[plug] S.U.S.E 10 - Install - Partitioning

Richard Meyer meyerri at westnet.com.au
Fri Feb 3 12:11:09 WST 2006


On Fri, 2006-02-03 at 11:15 +0800, Bernd Felsche wrote:
> Andrew Furey <andrew.furey at gmail.com> writes:
> >On 2/3/06, Arie Hol <arie99 at ozemail.com.au> wrote:
> >> /               455 Mb  /dev/hda2
> >> /boot   196 Mb  /dev/hda3
> >> /usr    7,000 Mb        /dev/hda5
> >> /var            1,000 Mb        /dev/hda6
> >> /home   1,500 Mb        /dev/hda7
> >> swap    1,000 Mb        /dev/hda8
> 
> >I for one would make swap be the first partition, to put it at the
> >start of the disk (faster seek access time, I believe).
> 
> Faster seek to swap happens only when swap is closest to the busiest
> other filesystem(s).
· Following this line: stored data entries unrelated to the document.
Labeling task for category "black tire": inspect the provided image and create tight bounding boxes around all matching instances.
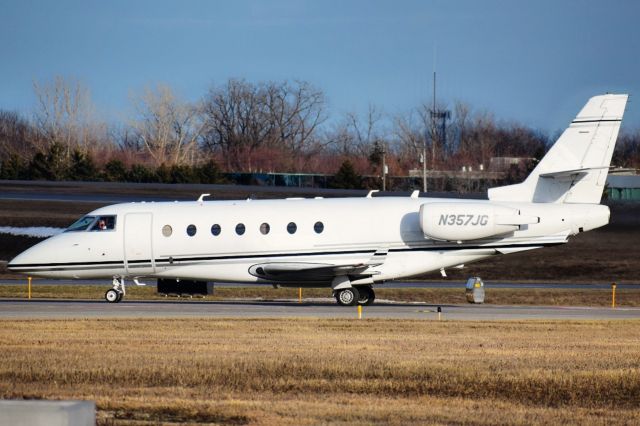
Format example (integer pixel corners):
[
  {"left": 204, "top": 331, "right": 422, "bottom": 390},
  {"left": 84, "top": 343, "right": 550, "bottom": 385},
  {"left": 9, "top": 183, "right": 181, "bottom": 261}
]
[
  {"left": 116, "top": 291, "right": 123, "bottom": 302},
  {"left": 357, "top": 286, "right": 375, "bottom": 306},
  {"left": 105, "top": 289, "right": 120, "bottom": 303},
  {"left": 335, "top": 287, "right": 360, "bottom": 306}
]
I try to keep it between /var and /usr on
> single-disk systems; or assign a higher priority swap on an otherwise
> idle disk.
> 
> The first thing to consider about swap space is contention with
> other disk activity. If you're running low on RAM which is the
> reason for actually using swap, then your filesystem buffer space is
> also quite low so it becomes rapidly more important to keep swap on
> another disk.
> 
> If you have only the one disk, then keeping it physically closest to
> what's likely to be accessed most-heavily will minimise seek
> latency. 

Us old farts would be able to tell you that the correct place for swap
is in the middle of the the most heavily used partition of the least
used disk. Since we aren't going to put it in the middle of a partition
(not Windows or OS/2 users), put it right next to the most heavily used
partition on the least used disk.

Even better than that is not to page at all ;-)
> 
> You can't do much about rotational latency.
> 
> More RAM is cheap if you have the capacity. It may look expensive if
> it's ECC, but you have to weigh that up against not only the time
> spent waiting for virtual memory access, but also the wear and tear
> on the hard disk.
> 
> 512MB is therefore the minimum RAM I'd recommend for a desktop
> system. 'Appliances' can work with much less because the scope for
> the memory requirements are more deterministic.

Agreed - you can get by with less - my lappy has 128MB, but the distro
I've got on there has been pared down as much as possible, and I''m
prepared to live with bad responses.